London, 10 October 2011

Standard Bank Focus: According to the latest CFTC data for the week ended 4 October), net speculative length for COMEX gold increased marginally, with 11.4 tonnes added over the past week. The net speculative position for gold now stands at 521.8 tonnes — well below last year’s average of 777.6 tonnes. The increase in the net position was mostly attributable to a 16.2 tonne decrease in speculative shorts. A meagre 4.7 tonnes were shed from speculative longs.

"Given the modest nature of last week’s improvement in the net position, we still feel that the speculative market, while not outright bearish, remains cautious about gold’s current prospects. Although moderating, speculative shorts remain at relatively high levels, a further signal that confidence in gold is still lacking," according to analyst Marc Ground with Standard Bank in London.

"Further evidence of this lack of confidence is the sustained decline in ETF holdings of gold. However, with only 3.7 tonnes shed over the past week, this confirms our view that, while investors are wary, they are not bearish. Nevertheless, physical demand for gold is very strong, with gold below $1,650, as we witnessed again this past week. Given the interest from the physical market, the potential for future short covering exists, which could see prices push higher," he adds.

Unlike gold, the decline in COMEX silver net speculative length continued, with a significant 431.3 tonnes lost. For the most part, the decline in the net position was attributable to 350.6 tonnes added to speculative short positions, with 80.7 tonnes shed from speculative longs compounding the declines.
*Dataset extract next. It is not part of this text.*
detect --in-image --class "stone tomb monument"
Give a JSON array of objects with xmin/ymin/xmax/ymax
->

With net speculative length (2,766.7.0 tonnes) well below the 2010 average of 6,123.3 tonnes, market positioning looks weak and decidedly bearish (given the marked increase in short positions).

"Despite the apparent lack of confidence in the speculative market, ETF buying continues apace, with a robust 147.3 tonnes added to holdings over the past week. The promising investor interest in silver we’ve seen of late (before the liquidations of the week ended 23 September) appears to have returned. It appears as if ETFs continue to see value in silver. However, given the current market turbulence and market positioning, we would caution against taking any positions in silver."